Vous pouvez en faire l'expérience. À l'instant-même : pensez au trajet que vous venez de faire. Peu importe que vous ayez traversé la France ou que vous soyez allé(e) à la boulangerie. Fermez les yeux. Ne pensez à rien. Il viendra nécessairement une ou plusieurs images, qui ne vous diront rien de particulier si ce n'est que vous vous les rappelez. La chose est plus facile si vous prenez un long voyage comme support de cette expérience. Ce qui reviendra à votre mémoire - et, justement, il ne s'agit pas de votre mémoire - pourra sembler insignifiant et vous vous demanderez pourquoi, des années après, c'est encore ce bout de trottoir que vous vous rappelez le mieux.

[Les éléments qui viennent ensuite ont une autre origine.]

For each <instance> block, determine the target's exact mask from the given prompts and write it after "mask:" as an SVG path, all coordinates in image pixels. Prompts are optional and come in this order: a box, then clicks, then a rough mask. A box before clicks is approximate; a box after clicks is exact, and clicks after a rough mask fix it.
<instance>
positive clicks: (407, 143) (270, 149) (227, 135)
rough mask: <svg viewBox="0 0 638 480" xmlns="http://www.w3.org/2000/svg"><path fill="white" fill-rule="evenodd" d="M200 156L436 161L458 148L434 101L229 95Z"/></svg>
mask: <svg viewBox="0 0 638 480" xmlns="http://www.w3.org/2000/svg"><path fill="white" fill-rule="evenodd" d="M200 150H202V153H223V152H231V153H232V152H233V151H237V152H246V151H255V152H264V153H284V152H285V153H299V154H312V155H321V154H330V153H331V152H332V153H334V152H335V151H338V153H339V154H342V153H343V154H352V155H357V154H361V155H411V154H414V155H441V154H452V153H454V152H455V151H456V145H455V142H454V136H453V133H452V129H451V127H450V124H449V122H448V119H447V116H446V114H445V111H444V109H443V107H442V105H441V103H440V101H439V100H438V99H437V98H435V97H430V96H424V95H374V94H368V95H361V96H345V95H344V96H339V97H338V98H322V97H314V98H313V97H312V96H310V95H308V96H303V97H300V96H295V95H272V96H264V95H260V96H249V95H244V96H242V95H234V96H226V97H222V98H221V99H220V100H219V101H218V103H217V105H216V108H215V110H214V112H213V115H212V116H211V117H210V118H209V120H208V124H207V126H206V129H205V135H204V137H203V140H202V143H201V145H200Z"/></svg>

Noëmie Diégèse a travaillé sur cette question avec les meilleurs spécialistes de neurosciences et de sciences cognitives en France et partout dans le monde. L'hypothèse la plus couramment avancée est qu'à certains moments, notre être entre en résonance avec ce qui l'entoure, provoquant ce que les chercheurs ont appelé : une intimité structurale. Il n'est donc pas vraiment question de mémoire, mais plutôt de traces physiques, indélébiles, qui proviennent de l'harmonie du monde.
Un livre épatant qui donnera une dimension nouvelle à vos souvenirs.